Interessant für die heutige Tierbefreiungsbewegung ist dabei die Idee, ein Tierasyl aufzubauen: Prisching wollte nichtmenschlichen Tieren einen Raum schaffen, in dem sie bis zu ihrem „natürlichen Tod“ leben konnten. Im Gegensatz zu heutigen Lebenshöfen stellte dieses Konzept die Nutzung von Tieren für menschliche Zwecke jedoch nicht komplett in Frage. Das Projekt konnte Prisching jedoch aus finanziellen Gründen nie realisieren. Im zweiten größeren Abschnitt wird die von Prisching herausgegebene Zeitung, der G’rode Michl, aus unterschiedlichsten Blickwinkeln vorgestellt. So werden die Leser*innenschaft, die räumliche Verteilung dieser, als auch die Mitarbeitenden und die Finanzierung thematisiert. In diesem Teil zeigt Müller das Schaffen Prischings als Autor. Anschließend wird Prisching im dritten Kapitel als Verleger vorgestellt. Jedoch klingen auch hier seine Tätigkeiten als Autor an, da dem Schaffen Prisching’s ein eigenes Unterkapitel gewidmet wird. Der den drei Hauptkapiteln zugefügte Anhang zeigt wiederum einige Beispiele aus der Arbeit Prisching’s und befreundeter Aktiver auf. Die daran anschließenden Anmerkungen ordnen Prisching in den historischen Kontext ein, dienen dem besseren Verständnis der Biographie und liefern weitere Informationen zu Prisching und seinem Netzwerk. Der letzte Teil des Buches besteht aus einer Sammlung von Zitaten Prisching’s, welche die vorher skizzierte Lebensgeschichte authentischer machen. Diese sind thematisch geordnet, jedoch wird der Kontext der Zitate nicht immer klar. Vorteil dieses Abschnittes ist jedoch die Deutlichkeit der Vielschichtigkeit von Prischings Denken.

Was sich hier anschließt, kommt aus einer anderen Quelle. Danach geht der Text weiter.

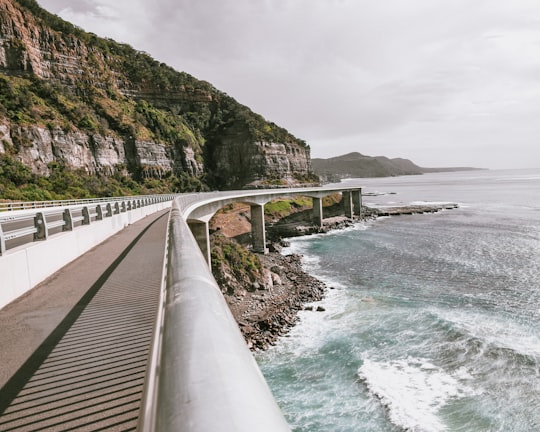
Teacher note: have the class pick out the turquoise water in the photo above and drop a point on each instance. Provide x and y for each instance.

Auch wenn dieses Buch für heutige Tierrechts-/Tierbefreiungsaktive nicht allzu viele theoretische und praktische Ansätze zum eigentlichen Thema der Bewegung bietet, ist es dennoch empfehlenswert. Die Beschreibung der Repression und der Umgang damit können an einigen Punkten als Beispiel für eventuelle eigene Ansätze herangezogen werden, wobei andere Verhaltensweisen Prischings in Bezug auf Repressionsorgane durchaus merkwürdig anmuten, wie beispielsweise seine Aussagen gegenüber der Polizei. Auch der Versuch, der Biographiearbeit in Bezug auf linke oder anarchistische Perspektiven innerhalb des Tierschutzes oder der Antivivisektionsbewegung Raum zu geben, ist durch dieses Buch gelungen. Es bleibt zu hoffen, dass die Tierbefreiungsbewegung ihre historischen Vorläufer*innen wie Prisching interpretieren kann, genauer untersucht, um damit sowohl aus Fehlern lernen zu können als auch positive Aspekte wiederzuentdecken, zu reflektieren und weiterzuentwickeln.

[1] Beispiele für biographische Ansätze bieten die Bücher: Das Schlachten beenden! von Johann Bauer, Renate Brucker und Lou Marin (Hrsg.) sowie Antispeziesismus von Matthias Rude.